El arquero, ser reflexivo y taciturno, un eremita casi, es también valiente, osado y temerario. Así puede hacer frente, sin arredrarse, a las acometidas de esos killers del área y a esa voracidad insaciable suya por profanar su portería, ese templo sagrado. Y como su primo el portero de balonmano, el guardameta porta en sus genes un ápice de locura y muchos arrestos. Se diría emparentado a los viejos samuráis y a los aizcolaris. De ahí esa otra estirpe de grandes cancerberos, la vasca; gente ruda, incapaz de defender si no es a base de hostias un buen razonamiento, un argumento sólido; con la misma profundidad que un filósofo alemán pero con algo más de contundencia. La razón impuesta a leches, vaya. Si eres vasco eres buen portero; como Iribar, Carmelo, Yarza o Agustín Eizaguirre. Grandes arqueros griegos, vascos y también rusos, como Dasaev o Yashin, la araña negra, que lo mismo estudiaba a sus rivales que leía a Dostoyevski apoyado en un palo y que era prácticamente imbatible; siempre de riguroso negro, austero como una monja de clausura, que paraba cada balón sin aspavientos acabando por desquiciar hasta al más avispado de los delanteros rivales.
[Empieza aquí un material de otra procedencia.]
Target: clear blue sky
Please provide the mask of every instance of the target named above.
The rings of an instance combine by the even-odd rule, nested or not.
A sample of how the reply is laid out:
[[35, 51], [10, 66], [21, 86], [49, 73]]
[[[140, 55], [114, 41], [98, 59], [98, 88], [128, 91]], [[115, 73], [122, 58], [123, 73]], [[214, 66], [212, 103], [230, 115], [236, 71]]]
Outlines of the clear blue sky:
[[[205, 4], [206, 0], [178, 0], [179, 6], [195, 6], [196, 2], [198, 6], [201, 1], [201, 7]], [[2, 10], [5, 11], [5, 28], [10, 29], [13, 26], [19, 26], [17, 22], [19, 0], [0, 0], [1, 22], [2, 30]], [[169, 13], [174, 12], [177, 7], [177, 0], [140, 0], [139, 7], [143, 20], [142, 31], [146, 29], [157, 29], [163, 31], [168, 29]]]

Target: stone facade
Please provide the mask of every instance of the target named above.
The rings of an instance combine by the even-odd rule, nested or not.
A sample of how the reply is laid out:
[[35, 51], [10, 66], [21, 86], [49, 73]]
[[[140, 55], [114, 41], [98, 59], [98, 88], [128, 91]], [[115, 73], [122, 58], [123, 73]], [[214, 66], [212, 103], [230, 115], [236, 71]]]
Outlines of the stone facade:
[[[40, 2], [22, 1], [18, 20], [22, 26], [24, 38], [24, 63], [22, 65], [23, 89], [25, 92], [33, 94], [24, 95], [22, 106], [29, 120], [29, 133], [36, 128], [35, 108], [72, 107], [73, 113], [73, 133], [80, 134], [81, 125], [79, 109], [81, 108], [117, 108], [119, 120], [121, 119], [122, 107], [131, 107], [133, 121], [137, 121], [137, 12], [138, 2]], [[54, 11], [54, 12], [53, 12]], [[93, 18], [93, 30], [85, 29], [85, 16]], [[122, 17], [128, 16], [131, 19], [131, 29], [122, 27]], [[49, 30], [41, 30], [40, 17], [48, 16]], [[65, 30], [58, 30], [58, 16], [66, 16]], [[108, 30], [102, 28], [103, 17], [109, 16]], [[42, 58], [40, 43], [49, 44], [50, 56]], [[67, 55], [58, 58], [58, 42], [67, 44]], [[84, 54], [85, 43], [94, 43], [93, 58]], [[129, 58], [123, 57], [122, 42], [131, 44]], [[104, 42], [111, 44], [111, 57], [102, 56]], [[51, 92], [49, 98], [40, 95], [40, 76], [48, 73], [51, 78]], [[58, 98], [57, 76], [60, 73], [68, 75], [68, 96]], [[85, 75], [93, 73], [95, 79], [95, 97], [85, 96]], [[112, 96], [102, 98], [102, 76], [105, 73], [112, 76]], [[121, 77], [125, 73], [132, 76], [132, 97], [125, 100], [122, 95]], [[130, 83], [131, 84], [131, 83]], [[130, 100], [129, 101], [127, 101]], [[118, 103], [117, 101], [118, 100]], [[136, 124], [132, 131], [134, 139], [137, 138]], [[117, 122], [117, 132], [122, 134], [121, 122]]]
La vida transcurre a un ritmo distinto si eres portero. A diferencia del resto de mortales la ves pasar ante ti como a cámara lenta, sin prisas; te suele pillar con la sonrisa pintada en los labios, porque como Moisés, tú también sabes que algún día verás a dios cara a cara y que será una tarde con el estadio lleno hasta la bandera, quién sabe si disputando una final de la Copa de Europa. Ese día el diez plantará con mimo el balón en el fatídico punto de penalti. Tomará carrerilla para ejecutar la pena máxima y lo chutará hacia la escuadra, donde nada ni nadie es capaz de alcanzarlo; nada ni nadie excepto tú, que volarás hacia el cuero y con la punta de la manopla lograrás desviarlo de su trayectoria impidiendo milagrosamente el gol. Todos se abalanzarán sobre ti para felicitarte. El estadio en pie coreará tu nombre. Dios cara a cara; la gloria del portero. Después, al apagarse los focos, la nostalgia de nuevo volverá a inundar tu vida. Así es el ser de los porteros; o el de casi todos, al menos. También los hay como Buyo o como Higuita que nacieron para rebelarse contra su destino; porteros incapaces de abrazar una regla, de seguir ningún canon; que transitan por la vida como si el temor por encajar gol no fuese con ellos; irreverentes e iconoclastas juegan al fútbol lo mismo que podrían realizar acrobacias para el Cirque du Soleil. Pero esos porteros no dejan de ser una rara avis, una especie en extinción. Si eres portero sabes que te va a tocar llevar la cruz a cuestas y que ningún Cirineo te ayudará a cargar con ella. Estás solo ante el peligro, como Cooper. Ahí enfrente están los Messi, los Robben, los Neymar y los Müller dispuestos a todo. Estáis tú y tu soledad. Además, cuanto más solo, huérfano de centrales, de laterales carrileros y de mediocentros, también como Cooper, más grande, más legendaria se vuelve la figura del portero, héroe de este maravilloso género llamado western o fútbol o existencia o véte tú a saber cómo.